El coste de los alimentos repuntó el pasado mes de julio hasta su nivel más alto desde febrero de 2023, alcanzando un promedio de 130,1 puntos, según el índice elaborado por la Organización de las Naciones Unidas para la Agricultura y la Alimentación (FAO). Esta cifra representa un incremento del 1,6% respecto al mes anterior y un 7,6% más en comparación con julio de 2024.
A pesar de este aumento, el coste de los alimentos todavía se sitúa un 18,8% por debajo del récord alcanzado en marzo de 2022, cuando el índice de la FAO llegó a los 160,2 puntos tras la invasión de Ucrania.
Factores detrás del aumento de precios
El repunte en julio se debió principalmente a un encarecimiento del 7,1% en el precio de los aceites vegetales, cuyo subíndice alcanzó los 166,8 puntos, el nivel más alto en tres años. Este incremento fue impulsado por el alza en las cotizaciones de los aceites de palma, soja y girasol, que compensaron la caída de los precios del aceite de colza.

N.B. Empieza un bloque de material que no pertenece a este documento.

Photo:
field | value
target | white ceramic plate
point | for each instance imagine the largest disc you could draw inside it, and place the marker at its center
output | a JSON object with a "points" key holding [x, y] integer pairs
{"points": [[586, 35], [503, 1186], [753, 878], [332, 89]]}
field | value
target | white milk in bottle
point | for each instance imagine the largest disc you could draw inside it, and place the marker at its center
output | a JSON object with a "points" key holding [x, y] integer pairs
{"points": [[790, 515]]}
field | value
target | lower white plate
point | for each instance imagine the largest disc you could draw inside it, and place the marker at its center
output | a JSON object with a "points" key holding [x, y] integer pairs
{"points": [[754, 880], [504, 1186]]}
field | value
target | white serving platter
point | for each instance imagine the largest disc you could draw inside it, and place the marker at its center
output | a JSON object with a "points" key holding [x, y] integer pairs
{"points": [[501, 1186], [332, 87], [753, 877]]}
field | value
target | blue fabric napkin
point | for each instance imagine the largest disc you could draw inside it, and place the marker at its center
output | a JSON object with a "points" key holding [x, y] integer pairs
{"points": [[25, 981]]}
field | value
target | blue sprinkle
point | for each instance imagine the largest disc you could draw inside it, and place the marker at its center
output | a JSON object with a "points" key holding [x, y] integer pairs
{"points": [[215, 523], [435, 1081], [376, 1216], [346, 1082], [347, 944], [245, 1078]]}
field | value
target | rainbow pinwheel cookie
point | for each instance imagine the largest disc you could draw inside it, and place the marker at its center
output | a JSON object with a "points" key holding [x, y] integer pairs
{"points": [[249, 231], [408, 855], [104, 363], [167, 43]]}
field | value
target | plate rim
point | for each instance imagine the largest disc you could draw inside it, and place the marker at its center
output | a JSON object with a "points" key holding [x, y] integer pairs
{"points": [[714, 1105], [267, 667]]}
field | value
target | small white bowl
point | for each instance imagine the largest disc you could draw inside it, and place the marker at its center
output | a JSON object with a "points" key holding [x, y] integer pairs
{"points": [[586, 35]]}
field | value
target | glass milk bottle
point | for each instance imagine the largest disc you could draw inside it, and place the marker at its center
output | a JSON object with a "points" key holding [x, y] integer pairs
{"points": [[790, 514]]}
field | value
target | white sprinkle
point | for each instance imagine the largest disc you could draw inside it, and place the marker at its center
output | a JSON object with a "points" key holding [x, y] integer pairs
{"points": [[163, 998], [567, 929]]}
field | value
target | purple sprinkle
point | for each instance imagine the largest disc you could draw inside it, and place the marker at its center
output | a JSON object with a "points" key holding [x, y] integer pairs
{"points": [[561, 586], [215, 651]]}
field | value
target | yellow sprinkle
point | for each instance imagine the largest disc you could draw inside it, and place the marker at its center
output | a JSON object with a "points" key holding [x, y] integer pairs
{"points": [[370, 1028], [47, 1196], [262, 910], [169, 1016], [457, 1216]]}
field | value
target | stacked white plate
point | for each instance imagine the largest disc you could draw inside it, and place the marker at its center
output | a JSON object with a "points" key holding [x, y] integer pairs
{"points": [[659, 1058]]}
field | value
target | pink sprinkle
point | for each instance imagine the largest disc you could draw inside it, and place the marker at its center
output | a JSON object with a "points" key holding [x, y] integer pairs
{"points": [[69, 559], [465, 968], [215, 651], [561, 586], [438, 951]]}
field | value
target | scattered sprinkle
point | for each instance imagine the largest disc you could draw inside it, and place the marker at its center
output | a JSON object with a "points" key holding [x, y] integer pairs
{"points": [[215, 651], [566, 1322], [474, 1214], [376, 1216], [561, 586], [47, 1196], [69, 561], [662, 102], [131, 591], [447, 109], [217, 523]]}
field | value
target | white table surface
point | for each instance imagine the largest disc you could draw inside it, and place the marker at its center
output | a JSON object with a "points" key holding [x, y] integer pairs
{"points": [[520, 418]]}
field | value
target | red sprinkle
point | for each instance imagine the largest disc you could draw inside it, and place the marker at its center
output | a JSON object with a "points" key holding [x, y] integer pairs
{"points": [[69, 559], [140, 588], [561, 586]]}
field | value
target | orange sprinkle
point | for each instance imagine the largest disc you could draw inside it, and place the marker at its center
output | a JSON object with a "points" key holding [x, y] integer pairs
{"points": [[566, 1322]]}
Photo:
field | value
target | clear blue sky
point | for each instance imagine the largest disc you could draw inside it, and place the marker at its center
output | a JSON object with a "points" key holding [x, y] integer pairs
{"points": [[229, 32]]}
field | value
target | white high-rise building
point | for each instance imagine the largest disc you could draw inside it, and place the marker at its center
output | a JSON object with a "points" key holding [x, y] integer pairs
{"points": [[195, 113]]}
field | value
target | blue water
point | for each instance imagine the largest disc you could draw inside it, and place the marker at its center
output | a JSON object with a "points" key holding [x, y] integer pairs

En cuanto al mercado de cereales, los precios se situaron en un promedio de 106,5 puntos en julio, lo que representa un descenso del 0,8% con respecto a junio y un 3,8% menos que en julio de 2024. Este comportamiento se debió al aumento del precio de la cebada y el maíz destinados a la exportación, mientras que el sorgo y el trigo presentaron caídas en sus precios.
Variaciones en otros alimentos
El índice de precios de la FAO para todos los tipos de arroz cayó un 1,8% en julio de 2025, afectado por la abundancia en los suministros de exportación y la débil demanda de importaciones.
En relación con la carne, el índice de precios se ubicó en 127,3 puntos, evidenciando un aumento mensual del 1,2% y del 6% respecto al año anterior, marcando un nuevo máximo histórico. Por otro lado, el índice de productos lácteos descendió a 155,3 puntos, lo que representa una ligera disminución del 0,1% respecto a junio, pero un incremento del 21,5% en comparación con julio de 2024.
Finalmente, el índice de precios del azúcar se situó en un promedio de 103,3 puntos en julio, lo que implica un descenso del 0,2% respecto a junio, ahondando en su quinto mes de descenso consecutivo y situando al índice un 13,5% por debajo de su nivel en el mismo mes del año pasado.